New York State Dilemma: Where to Dump All this Hand Sanitizer?
In the early days of the pandemic, hand sanitizer was the hottest commodity there was. It was near impossible to find it on store shelves. Some people were even purchasing large quantities of vodka from liquor stores in order to make their own. New York State stepped in and produced eleven million gallons of the germ killer via its Corecraft Industries - a private/public cooperative where state prisoners make different products and sell to other state agencies and non profits.
You may remember when then-governor Cuomo held a press conference to tout the new 'New York State Clean Hand Sanitizer', which had a higher alcohol content than Purell.
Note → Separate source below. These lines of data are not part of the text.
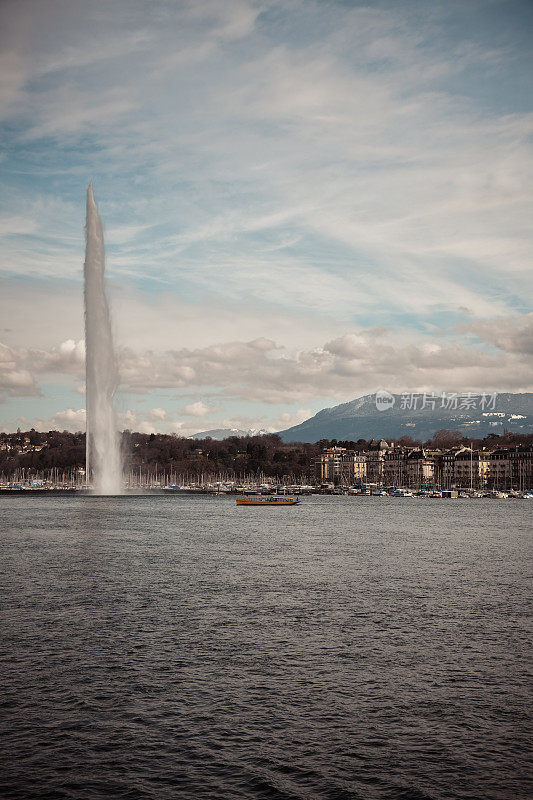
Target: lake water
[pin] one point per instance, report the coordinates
(184, 647)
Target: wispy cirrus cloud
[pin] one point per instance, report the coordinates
(309, 170)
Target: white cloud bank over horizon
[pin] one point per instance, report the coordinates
(278, 182)
(498, 358)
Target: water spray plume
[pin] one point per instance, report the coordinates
(104, 462)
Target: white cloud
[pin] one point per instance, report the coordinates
(157, 414)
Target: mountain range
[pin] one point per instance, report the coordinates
(418, 416)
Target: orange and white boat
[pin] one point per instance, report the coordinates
(267, 500)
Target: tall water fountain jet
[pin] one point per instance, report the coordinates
(103, 458)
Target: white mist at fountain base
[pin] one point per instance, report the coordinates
(104, 461)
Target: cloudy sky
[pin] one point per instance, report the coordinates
(303, 200)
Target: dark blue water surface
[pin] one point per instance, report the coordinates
(183, 647)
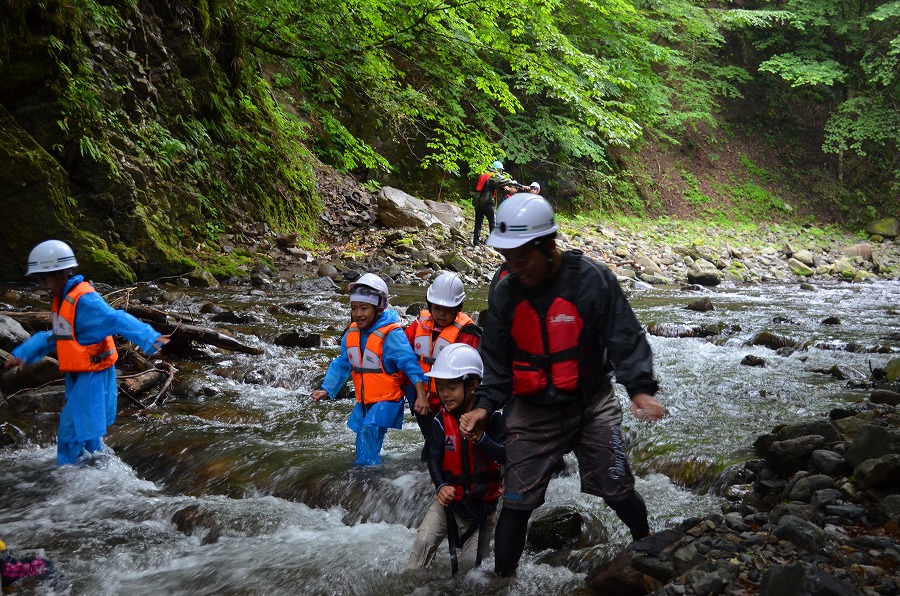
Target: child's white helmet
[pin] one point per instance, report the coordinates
(49, 256)
(521, 218)
(446, 290)
(370, 285)
(457, 361)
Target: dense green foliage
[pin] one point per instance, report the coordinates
(558, 87)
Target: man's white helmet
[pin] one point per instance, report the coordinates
(369, 288)
(446, 290)
(457, 361)
(520, 219)
(50, 256)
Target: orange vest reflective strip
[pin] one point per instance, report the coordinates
(370, 381)
(465, 467)
(427, 347)
(74, 357)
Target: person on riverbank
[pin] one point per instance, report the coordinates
(375, 356)
(558, 328)
(444, 323)
(83, 326)
(486, 194)
(465, 472)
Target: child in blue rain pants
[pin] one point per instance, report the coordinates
(375, 353)
(83, 326)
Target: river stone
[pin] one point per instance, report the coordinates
(704, 273)
(872, 441)
(564, 527)
(863, 249)
(883, 396)
(883, 472)
(806, 257)
(396, 209)
(828, 461)
(892, 369)
(803, 489)
(11, 333)
(803, 534)
(794, 430)
(802, 579)
(702, 305)
(888, 227)
(792, 454)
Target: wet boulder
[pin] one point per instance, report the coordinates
(793, 454)
(888, 227)
(704, 273)
(11, 333)
(751, 360)
(563, 527)
(871, 442)
(396, 209)
(702, 305)
(771, 340)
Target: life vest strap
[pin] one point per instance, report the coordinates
(97, 358)
(545, 360)
(474, 478)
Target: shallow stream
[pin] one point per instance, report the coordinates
(261, 483)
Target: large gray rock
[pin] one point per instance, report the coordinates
(450, 214)
(11, 333)
(396, 209)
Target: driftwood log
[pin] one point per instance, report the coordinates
(161, 321)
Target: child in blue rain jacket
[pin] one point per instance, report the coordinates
(375, 352)
(83, 326)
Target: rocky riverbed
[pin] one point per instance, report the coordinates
(818, 513)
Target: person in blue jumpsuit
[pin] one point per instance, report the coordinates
(380, 398)
(91, 395)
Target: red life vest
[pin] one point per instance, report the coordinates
(73, 356)
(550, 346)
(427, 347)
(482, 180)
(465, 467)
(370, 381)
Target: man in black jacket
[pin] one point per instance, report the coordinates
(558, 331)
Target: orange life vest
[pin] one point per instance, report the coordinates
(427, 347)
(470, 472)
(73, 356)
(551, 345)
(371, 382)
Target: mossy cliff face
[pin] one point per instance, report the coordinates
(131, 130)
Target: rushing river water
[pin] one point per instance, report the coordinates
(240, 484)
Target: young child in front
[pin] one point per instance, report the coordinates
(465, 472)
(374, 351)
(442, 325)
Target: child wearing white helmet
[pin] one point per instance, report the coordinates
(444, 323)
(465, 472)
(376, 358)
(82, 335)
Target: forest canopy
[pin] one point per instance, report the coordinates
(559, 85)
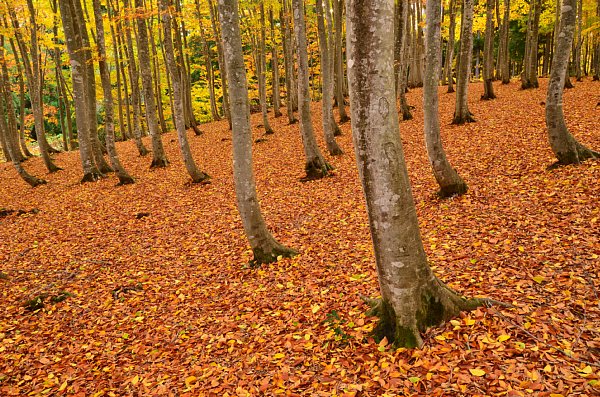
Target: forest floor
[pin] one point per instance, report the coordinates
(147, 290)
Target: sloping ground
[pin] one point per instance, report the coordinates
(162, 302)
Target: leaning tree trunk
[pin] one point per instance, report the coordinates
(179, 116)
(488, 52)
(109, 124)
(264, 246)
(316, 167)
(461, 113)
(450, 182)
(565, 147)
(327, 85)
(159, 157)
(412, 298)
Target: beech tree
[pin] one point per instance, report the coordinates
(412, 297)
(316, 167)
(564, 145)
(264, 246)
(447, 178)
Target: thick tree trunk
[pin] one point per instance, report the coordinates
(291, 86)
(109, 125)
(447, 178)
(179, 117)
(488, 52)
(264, 246)
(316, 167)
(327, 85)
(565, 147)
(461, 113)
(159, 157)
(412, 298)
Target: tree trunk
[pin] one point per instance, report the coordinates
(275, 68)
(34, 83)
(338, 60)
(447, 178)
(529, 76)
(264, 246)
(450, 47)
(327, 84)
(461, 113)
(179, 117)
(109, 125)
(159, 158)
(316, 167)
(565, 147)
(291, 86)
(412, 298)
(134, 79)
(488, 52)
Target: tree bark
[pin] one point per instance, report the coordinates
(159, 158)
(461, 113)
(264, 246)
(109, 125)
(179, 117)
(327, 84)
(488, 52)
(412, 298)
(316, 167)
(450, 182)
(565, 147)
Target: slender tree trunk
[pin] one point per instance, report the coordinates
(565, 147)
(34, 83)
(288, 58)
(159, 158)
(327, 84)
(450, 47)
(461, 113)
(447, 178)
(316, 167)
(275, 68)
(179, 117)
(264, 246)
(262, 71)
(338, 9)
(109, 126)
(412, 298)
(488, 52)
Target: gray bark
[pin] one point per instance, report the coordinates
(447, 178)
(412, 298)
(264, 246)
(461, 113)
(316, 167)
(565, 147)
(179, 116)
(327, 84)
(159, 158)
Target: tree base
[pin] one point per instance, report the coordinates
(262, 257)
(159, 163)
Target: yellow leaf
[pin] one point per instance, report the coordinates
(502, 338)
(476, 372)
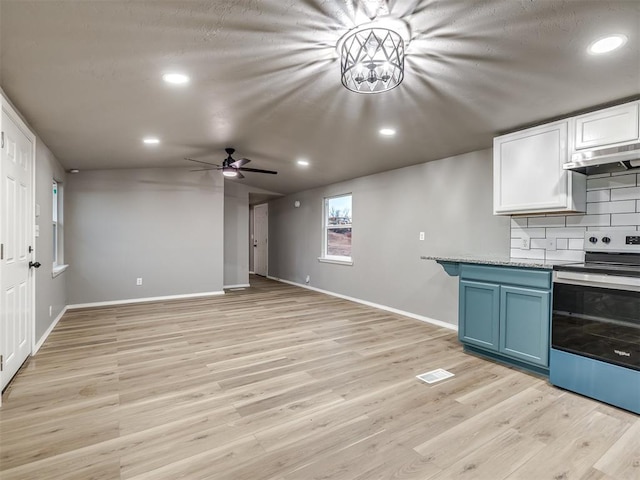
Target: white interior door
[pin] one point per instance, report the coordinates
(260, 239)
(16, 198)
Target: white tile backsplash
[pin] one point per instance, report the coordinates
(601, 196)
(613, 203)
(625, 219)
(622, 206)
(621, 181)
(629, 193)
(552, 221)
(576, 243)
(588, 220)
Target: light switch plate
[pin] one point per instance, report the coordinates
(551, 244)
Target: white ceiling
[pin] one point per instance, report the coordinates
(265, 79)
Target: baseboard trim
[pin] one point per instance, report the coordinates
(143, 300)
(433, 321)
(46, 334)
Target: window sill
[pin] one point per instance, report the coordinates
(335, 260)
(58, 269)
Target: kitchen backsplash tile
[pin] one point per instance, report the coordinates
(589, 220)
(628, 193)
(619, 181)
(622, 206)
(601, 195)
(613, 203)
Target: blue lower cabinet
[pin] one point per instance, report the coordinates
(479, 314)
(508, 316)
(524, 324)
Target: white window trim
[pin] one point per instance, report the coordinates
(335, 259)
(58, 268)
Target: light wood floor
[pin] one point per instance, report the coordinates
(277, 382)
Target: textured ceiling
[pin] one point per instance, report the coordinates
(265, 79)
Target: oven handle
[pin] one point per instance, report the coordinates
(597, 280)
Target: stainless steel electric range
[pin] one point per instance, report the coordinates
(595, 324)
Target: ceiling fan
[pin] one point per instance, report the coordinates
(230, 167)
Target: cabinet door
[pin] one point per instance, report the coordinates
(479, 314)
(524, 324)
(527, 170)
(606, 127)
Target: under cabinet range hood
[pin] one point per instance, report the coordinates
(605, 160)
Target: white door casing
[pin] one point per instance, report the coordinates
(260, 239)
(16, 237)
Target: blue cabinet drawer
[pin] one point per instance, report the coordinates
(526, 277)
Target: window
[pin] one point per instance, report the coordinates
(336, 245)
(57, 221)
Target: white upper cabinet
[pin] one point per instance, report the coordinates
(611, 126)
(528, 176)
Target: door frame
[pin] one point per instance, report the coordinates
(266, 207)
(7, 107)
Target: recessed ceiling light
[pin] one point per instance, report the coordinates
(607, 44)
(175, 78)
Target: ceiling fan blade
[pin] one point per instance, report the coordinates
(257, 170)
(239, 163)
(200, 161)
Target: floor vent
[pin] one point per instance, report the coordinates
(435, 375)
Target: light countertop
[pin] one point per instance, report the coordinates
(499, 261)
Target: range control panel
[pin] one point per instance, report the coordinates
(612, 241)
(633, 240)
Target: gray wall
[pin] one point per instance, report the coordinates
(50, 292)
(164, 225)
(236, 234)
(450, 200)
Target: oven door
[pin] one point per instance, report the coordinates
(597, 316)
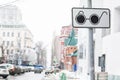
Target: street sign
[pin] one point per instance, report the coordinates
(91, 17)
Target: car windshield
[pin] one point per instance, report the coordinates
(2, 67)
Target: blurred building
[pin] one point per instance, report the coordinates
(15, 37)
(60, 49)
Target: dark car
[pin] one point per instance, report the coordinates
(38, 68)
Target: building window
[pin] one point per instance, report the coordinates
(81, 52)
(3, 43)
(18, 34)
(12, 44)
(3, 34)
(8, 43)
(8, 34)
(12, 34)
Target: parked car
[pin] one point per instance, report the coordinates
(4, 72)
(10, 67)
(49, 70)
(38, 68)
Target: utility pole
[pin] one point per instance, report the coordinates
(91, 49)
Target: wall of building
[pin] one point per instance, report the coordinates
(111, 47)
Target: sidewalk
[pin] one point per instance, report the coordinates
(68, 76)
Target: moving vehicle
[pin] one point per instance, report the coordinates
(4, 72)
(38, 68)
(10, 67)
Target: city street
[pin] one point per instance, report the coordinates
(26, 76)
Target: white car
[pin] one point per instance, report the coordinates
(4, 72)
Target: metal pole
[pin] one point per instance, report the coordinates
(91, 49)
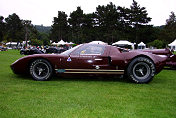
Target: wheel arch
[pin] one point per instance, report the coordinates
(138, 57)
(33, 59)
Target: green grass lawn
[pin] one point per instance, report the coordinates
(21, 97)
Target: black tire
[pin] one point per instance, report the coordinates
(22, 52)
(41, 70)
(141, 70)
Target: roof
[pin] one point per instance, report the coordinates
(98, 42)
(122, 42)
(173, 43)
(141, 44)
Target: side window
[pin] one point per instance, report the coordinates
(91, 49)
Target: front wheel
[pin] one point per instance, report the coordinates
(141, 70)
(41, 70)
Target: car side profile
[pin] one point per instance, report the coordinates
(92, 59)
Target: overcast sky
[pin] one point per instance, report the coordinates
(43, 11)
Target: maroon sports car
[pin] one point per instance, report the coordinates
(92, 59)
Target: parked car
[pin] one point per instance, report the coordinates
(30, 51)
(54, 50)
(171, 58)
(92, 59)
(3, 48)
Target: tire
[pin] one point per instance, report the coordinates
(141, 70)
(22, 52)
(41, 70)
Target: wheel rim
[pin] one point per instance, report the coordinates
(141, 70)
(41, 70)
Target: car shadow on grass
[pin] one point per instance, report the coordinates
(78, 78)
(91, 78)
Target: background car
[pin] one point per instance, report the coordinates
(30, 51)
(54, 50)
(92, 59)
(3, 48)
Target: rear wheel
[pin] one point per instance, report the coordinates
(41, 70)
(141, 70)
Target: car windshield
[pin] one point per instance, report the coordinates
(70, 50)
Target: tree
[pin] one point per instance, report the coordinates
(14, 28)
(170, 28)
(59, 28)
(138, 16)
(2, 28)
(76, 21)
(108, 20)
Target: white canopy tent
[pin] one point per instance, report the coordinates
(61, 42)
(173, 45)
(141, 45)
(124, 44)
(98, 42)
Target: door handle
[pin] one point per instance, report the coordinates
(98, 59)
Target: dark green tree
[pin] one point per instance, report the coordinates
(170, 28)
(2, 28)
(138, 16)
(108, 21)
(76, 21)
(14, 28)
(59, 28)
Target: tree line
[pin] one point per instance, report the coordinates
(109, 23)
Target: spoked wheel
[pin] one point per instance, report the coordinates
(41, 70)
(141, 70)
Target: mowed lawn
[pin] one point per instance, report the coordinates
(21, 97)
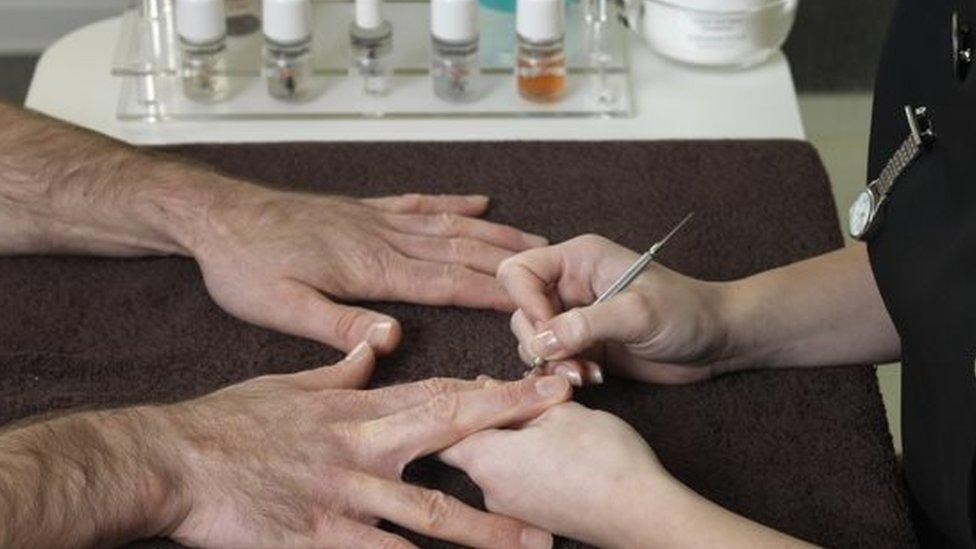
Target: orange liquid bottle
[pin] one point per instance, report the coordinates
(540, 70)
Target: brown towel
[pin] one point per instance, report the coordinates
(807, 452)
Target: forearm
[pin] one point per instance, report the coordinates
(64, 189)
(672, 515)
(820, 312)
(88, 479)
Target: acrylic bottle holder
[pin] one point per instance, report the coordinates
(147, 59)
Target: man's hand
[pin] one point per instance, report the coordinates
(299, 460)
(277, 259)
(272, 258)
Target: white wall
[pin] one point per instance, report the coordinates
(28, 26)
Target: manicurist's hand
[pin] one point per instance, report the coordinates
(665, 328)
(308, 460)
(600, 483)
(284, 260)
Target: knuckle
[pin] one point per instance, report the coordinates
(412, 200)
(391, 542)
(445, 409)
(344, 327)
(450, 223)
(437, 509)
(458, 248)
(435, 386)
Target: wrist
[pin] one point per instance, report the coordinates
(656, 511)
(147, 467)
(738, 324)
(180, 201)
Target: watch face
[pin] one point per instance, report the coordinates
(861, 213)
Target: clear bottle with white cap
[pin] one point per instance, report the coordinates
(541, 57)
(288, 48)
(455, 69)
(202, 28)
(371, 37)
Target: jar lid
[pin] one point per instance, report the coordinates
(287, 21)
(201, 21)
(724, 6)
(540, 20)
(454, 20)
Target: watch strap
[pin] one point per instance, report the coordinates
(921, 134)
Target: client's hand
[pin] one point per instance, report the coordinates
(576, 472)
(588, 475)
(278, 259)
(665, 328)
(307, 460)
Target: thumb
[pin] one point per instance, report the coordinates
(353, 372)
(627, 318)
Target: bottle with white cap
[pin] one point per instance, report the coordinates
(371, 37)
(454, 49)
(541, 57)
(287, 48)
(202, 28)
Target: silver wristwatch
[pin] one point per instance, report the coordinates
(866, 212)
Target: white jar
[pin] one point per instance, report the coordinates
(716, 33)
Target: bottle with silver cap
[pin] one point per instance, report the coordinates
(242, 17)
(541, 58)
(371, 38)
(455, 69)
(202, 29)
(287, 48)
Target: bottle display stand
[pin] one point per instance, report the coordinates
(147, 59)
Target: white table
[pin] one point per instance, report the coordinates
(73, 82)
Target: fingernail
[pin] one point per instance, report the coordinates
(572, 375)
(379, 333)
(545, 344)
(358, 352)
(536, 240)
(533, 538)
(550, 386)
(597, 376)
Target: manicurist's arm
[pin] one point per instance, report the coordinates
(669, 328)
(278, 259)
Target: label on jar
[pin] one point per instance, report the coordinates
(715, 37)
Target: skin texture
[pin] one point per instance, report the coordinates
(276, 259)
(665, 328)
(669, 328)
(300, 460)
(631, 501)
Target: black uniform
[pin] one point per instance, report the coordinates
(924, 258)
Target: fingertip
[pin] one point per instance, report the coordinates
(553, 388)
(567, 370)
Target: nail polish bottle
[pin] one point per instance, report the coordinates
(202, 29)
(242, 17)
(541, 59)
(371, 37)
(454, 49)
(287, 48)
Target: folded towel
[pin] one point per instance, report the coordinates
(804, 451)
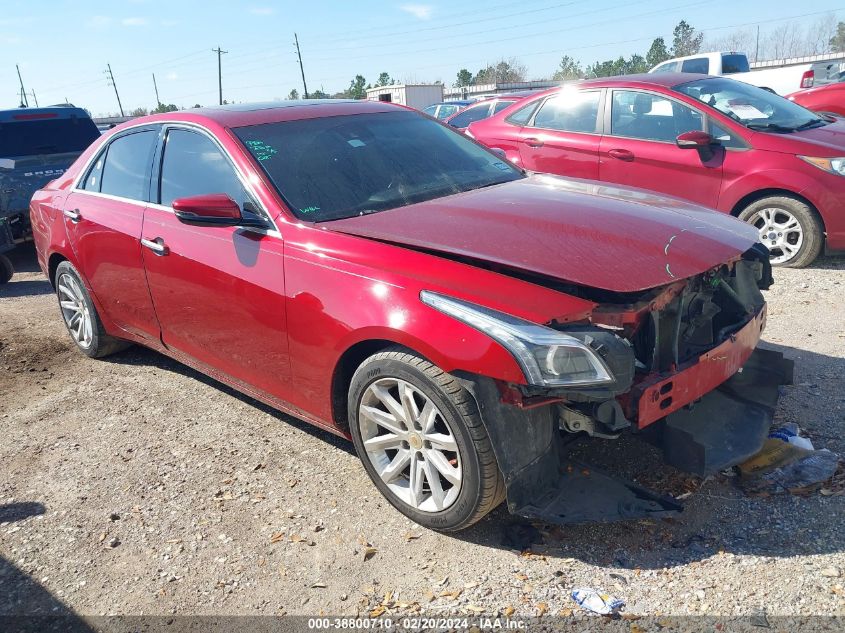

Bottles and containers were distributed to state agencies, schools, prisons and public parks all over the state. Usually you would find them in the big giant bucket size. As for the smell, I would compare it to that of a frequently used porta potty. And the odor stuck to you for hours, so not surprising that it didn't really catch on.
In fact, now there's a major problem. A storage facility in Oneida County has over 700,000 gallons of the hand sanitizer just sitting there. Governor Hochul wants to send it out of state to be disposed of. Due to the overwhelming amount, it would have to be taken to a hazardous waste facility.
But an Oneida County state senator, Joe Griffo, tells News 10 ABC that there are other, more productive options, in which tax payers wouldn't be charged with the disposal cost:
And we have some great companies here like Estee Lauder, here in New York and I think they look at the value of the isopropyl alcohol and how that can be utilized in the manufacturing of makeup or lotion, things of that nature.
In addition, Griffo says the hand sanitizer could have an energy benefit, where environmental programs at certain New York Universities could convert it into a type of electricity.
The Governor's office says they're looking at all the options.